The hearing involved Pan, the MIT artificial intelligence researcher whom the state has charged with shooting and killing 26-year-old Yale grad student Kevin Jiang near Jiang’s fiancee’s apartment on Lawrence Street in East Rock on Feb. 6.
Pan is currently incarcerated at Cheshire Correctional Institution on a $20 million bond. Pan’s defense attorney, Norm Pattis, has appealed to the state Supreme Court to have that bond reduced. The state’s top court has yet to issue a decision in that bond-appeal case.
During Friday’s brief hearing before Judge Harmon, Pattis said that the defense has received “discovery from the state, a lot of it,” since Pan was last in court earlier this month. He said he has begun to review that state-gathered evidence, and would like to provide redacted material to Pan for his own review at Cheshire.
“He’s now in protective custody, the sole occupant of his cell,” Pattis said. During an Oct. 12 hearing, Pattis had asked for the evidence to be transferred to Cheshire’s prison library for Pan’s review. On Friday, he said that Pan is concerned that documents in his case might be leaked to the general prison population because the library is staffed primarily by fellow prisoners.
Harmon said his “biggest concern” in the issue of where and how to provide discovery for Pan to review is “that the documents may end up in the general population of corrections, which we want to make sure doesn’t happen.”

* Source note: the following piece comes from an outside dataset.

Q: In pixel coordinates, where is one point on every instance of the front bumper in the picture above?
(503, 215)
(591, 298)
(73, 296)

He said the state has committed to having someone in the prison library when the documents are transmitted, to make sure that no one else gets to hold or see the documents before Pan reviews them. He said he’s reluctant to issue an order changing Cheshire’s currently prison-level policy of providing documents to prisoners in the library, rather than in their cells.
“Let’s try this first,” Harmon said about having Pan review the files from the prison library. If it doesn’t work out, the court can always revisit the issue.
Harmon continued the murder case until Dec. 16.
After the hearing, Pattis fielded questions about the case on the sidewalk outside of the courthouse.
“We’ve begun to review the material, and we’re very encouraged by it,” he said about the discovery provided to Pan’s defense by the state.
What is he encouraged about? “Inconsistencies in the warrant,” he said. “Insinuations, rather than direct proof.”
Most importantly, he said, is the “ID issue.” That is, “there is not reliable identification of the shooter,” according to Pattis’s review of the discovery documents.